Cattolici democratici vs cattolici popolari

Dalle colonne del Sussidiario Giulio Sapelli esulta per la vittoria di Renzi che “finalmente” sancisce la fine dell’unità partitica dei cattolici, degno epilogo di quell’iscrizione del PD al PSE portata a termine da un cattolico che ha (finalmente?) dimostrato “grande libertà”. Sapelli afferma che il risultato più grande delle elezioni è la vittoria del cattolicesimo democratico a scapito di quello popolare e di quello catto-comunista.
A parte il fatto che l’unità partitica dei cattolici è finita 20 anni fa, nell’analisi Sapelli non ha torto, anche se secondo me non c’è niente di cui esultare. Con Renzi vince quel cattolicesimo che in politica pensa che la qualificazione del proprio essere cattolici sia il rispettare le regole e le procedure della democrazia. Perde invece il cattolicesimo che pensa che in politica debba entrare la tradizione di un popolo, religione inclusa. La differenza è abissale: per i primi importa che ci sia una legge sul fine vita e sull’aborto, e che si sia soprattutto onesti. Per i secondi, che Eluana viva, che i bimbi non vengano uccisi, e che ci sia lavoro e sussidiarietà. Sono esempi non definizioni, ma forse riescono a rendere l’idea.
Sui giudizi, poi, ci sarebbe molto da dire. La “grande libertà” del cattolico che si iscrive al PSE una volta si chiamava contraddizione. È un po’ come elogiare la libertà di un professore che non va a lezione o di un medico che non cura.
Speriamo di non dover celebrare la grande libertà di un cattolico che fa passare la legge sull’eutanasia per permettere al welfare di sopravvivere.

Torpedine

Una risposta a “Cattolici democratici vs cattolici popolari”

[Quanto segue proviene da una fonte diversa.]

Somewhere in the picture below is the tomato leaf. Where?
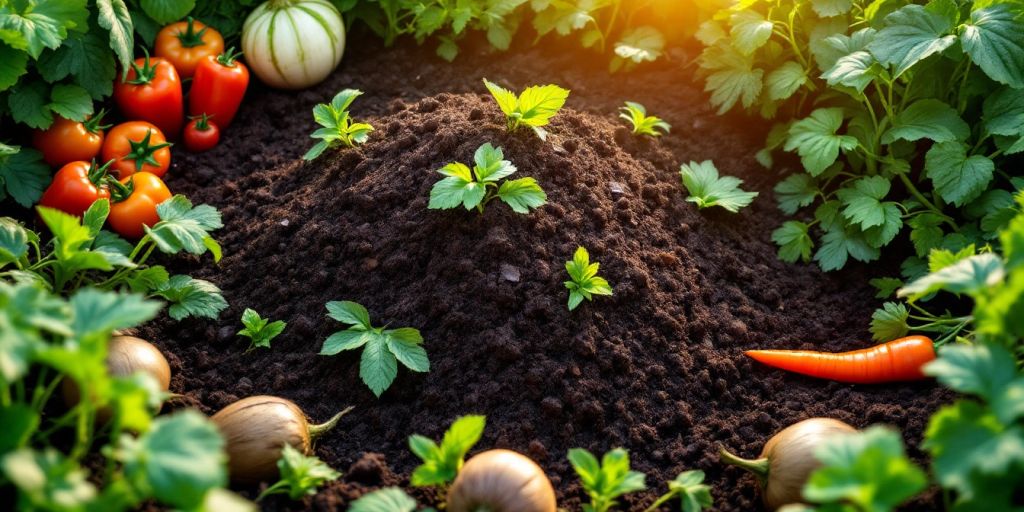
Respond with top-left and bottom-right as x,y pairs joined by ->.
679,160 -> 758,213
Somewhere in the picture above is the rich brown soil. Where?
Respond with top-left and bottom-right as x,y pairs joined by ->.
143,30 -> 948,511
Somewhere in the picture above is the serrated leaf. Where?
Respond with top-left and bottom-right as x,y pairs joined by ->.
867,4 -> 956,78
783,108 -> 857,176
925,141 -> 995,207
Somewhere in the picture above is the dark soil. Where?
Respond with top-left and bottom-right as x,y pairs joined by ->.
143,30 -> 949,511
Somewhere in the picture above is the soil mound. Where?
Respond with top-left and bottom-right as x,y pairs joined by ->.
140,89 -> 945,510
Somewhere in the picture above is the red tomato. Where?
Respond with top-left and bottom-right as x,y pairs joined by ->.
39,162 -> 111,217
154,17 -> 224,79
106,172 -> 171,240
184,114 -> 220,153
114,54 -> 184,139
101,121 -> 171,179
32,111 -> 110,167
188,48 -> 249,128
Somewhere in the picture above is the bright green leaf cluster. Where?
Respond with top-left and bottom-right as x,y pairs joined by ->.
302,89 -> 374,160
321,300 -> 430,396
427,142 -> 548,214
239,307 -> 288,352
483,79 -> 569,139
679,160 -> 758,213
565,247 -> 611,311
568,449 -> 647,512
409,416 -> 486,487
618,101 -> 672,137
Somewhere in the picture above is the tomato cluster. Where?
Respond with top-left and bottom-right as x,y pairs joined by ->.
32,17 -> 249,239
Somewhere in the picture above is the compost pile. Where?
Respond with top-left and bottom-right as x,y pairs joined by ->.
145,35 -> 948,510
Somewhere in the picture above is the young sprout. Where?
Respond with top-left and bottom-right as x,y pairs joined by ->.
483,79 -> 569,140
302,89 -> 374,160
568,449 -> 647,512
239,307 -> 288,352
427,142 -> 548,213
565,247 -> 611,311
618,101 -> 672,137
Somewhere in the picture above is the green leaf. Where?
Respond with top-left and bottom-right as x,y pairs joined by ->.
814,226 -> 880,272
679,160 -> 758,213
0,447 -> 96,510
907,212 -> 943,258
867,4 -> 956,79
870,301 -> 910,342
925,141 -> 995,207
765,60 -> 807,101
771,220 -> 814,263
145,195 -> 224,255
783,108 -> 857,176
982,87 -> 1024,136
699,40 -> 764,115
804,426 -> 928,512
729,9 -> 774,55
327,300 -> 371,330
0,41 -> 29,91
897,253 -> 1006,298
961,3 -> 1024,89
96,0 -> 135,75
278,442 -> 341,500
154,275 -> 227,321
348,487 -> 416,512
139,0 -> 196,25
46,84 -> 92,122
882,99 -> 971,144
118,411 -> 227,509
498,178 -> 548,213
409,416 -> 486,487
359,335 -> 398,397
811,0 -> 853,17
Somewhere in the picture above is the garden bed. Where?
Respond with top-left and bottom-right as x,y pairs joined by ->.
142,30 -> 951,511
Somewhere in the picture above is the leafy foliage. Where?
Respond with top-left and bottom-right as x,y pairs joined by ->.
427,142 -> 548,214
618,101 -> 672,137
256,442 -> 341,501
679,160 -> 758,213
302,89 -> 374,160
483,79 -> 569,139
239,307 -> 288,351
409,416 -> 486,487
321,300 -> 430,396
568,449 -> 647,512
565,247 -> 611,311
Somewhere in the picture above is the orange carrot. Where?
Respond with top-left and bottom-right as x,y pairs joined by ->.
743,336 -> 935,384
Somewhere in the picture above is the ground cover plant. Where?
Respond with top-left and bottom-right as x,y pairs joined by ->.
0,0 -> 1024,512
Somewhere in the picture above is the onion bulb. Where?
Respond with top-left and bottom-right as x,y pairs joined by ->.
210,395 -> 352,483
720,418 -> 857,510
447,450 -> 555,512
60,336 -> 171,411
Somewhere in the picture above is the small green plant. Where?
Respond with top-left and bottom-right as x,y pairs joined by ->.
618,101 -> 672,137
409,416 -> 486,487
644,470 -> 714,512
483,79 -> 569,140
256,442 -> 341,501
568,449 -> 647,512
565,247 -> 611,311
321,300 -> 430,396
239,307 -> 288,352
427,142 -> 548,213
679,160 -> 758,213
302,89 -> 374,160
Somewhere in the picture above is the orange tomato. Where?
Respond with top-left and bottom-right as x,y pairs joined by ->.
32,111 -> 108,167
155,17 -> 224,79
106,172 -> 171,240
101,121 -> 171,179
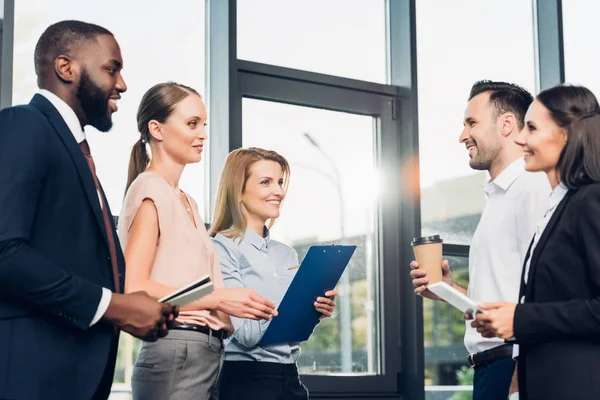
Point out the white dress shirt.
[38,89,112,326]
[465,158,551,353]
[513,183,569,358]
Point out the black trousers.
[92,335,119,400]
[218,361,308,400]
[473,358,515,400]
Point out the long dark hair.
[125,82,199,193]
[537,85,600,189]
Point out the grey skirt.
[131,330,223,400]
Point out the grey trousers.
[131,330,223,400]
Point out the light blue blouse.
[213,228,300,364]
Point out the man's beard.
[469,144,500,171]
[77,70,112,132]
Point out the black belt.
[171,324,227,340]
[467,344,513,368]
[222,361,298,377]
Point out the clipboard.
[259,246,356,345]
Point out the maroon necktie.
[79,140,121,293]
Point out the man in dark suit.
[0,21,177,400]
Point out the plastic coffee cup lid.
[410,235,444,246]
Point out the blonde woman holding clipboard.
[210,147,337,400]
[119,82,276,400]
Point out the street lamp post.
[303,132,352,372]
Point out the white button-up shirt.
[38,89,112,326]
[465,158,551,353]
[513,183,569,358]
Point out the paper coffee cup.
[411,235,443,285]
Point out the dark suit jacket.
[514,184,600,400]
[0,94,125,400]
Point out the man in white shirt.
[0,21,177,400]
[411,81,551,400]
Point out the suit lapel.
[523,190,573,299]
[30,94,108,248]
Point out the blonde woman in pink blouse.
[119,82,277,400]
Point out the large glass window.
[562,0,600,96]
[237,0,387,83]
[13,0,205,219]
[243,99,379,375]
[416,0,535,244]
[13,0,205,394]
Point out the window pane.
[416,0,535,244]
[243,99,379,374]
[13,0,205,219]
[237,0,387,83]
[562,0,600,96]
[13,0,205,394]
[423,256,473,400]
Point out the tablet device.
[158,275,214,307]
[427,282,486,315]
[259,245,356,345]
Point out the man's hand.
[471,301,517,339]
[103,292,179,342]
[315,289,339,319]
[211,288,277,321]
[410,260,454,300]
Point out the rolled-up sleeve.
[214,239,269,348]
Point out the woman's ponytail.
[125,138,150,193]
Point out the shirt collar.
[38,89,85,143]
[244,226,271,250]
[548,183,569,210]
[485,157,525,195]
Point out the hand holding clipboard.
[260,246,356,345]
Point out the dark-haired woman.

  1. Comunque a me “cattolico e … basta”, qualcuno dovrà pur spiegare, anche senza ripetermi che l’ennesima votazione è una ulteriore occasione per me, perché votare, e di conseguenza stare in un’Europa artificiosa, dove chi governa salva le banche, mentre permette che quelli a cui manca un tozzo di pane a casa loro, finiscano in fondo al mare.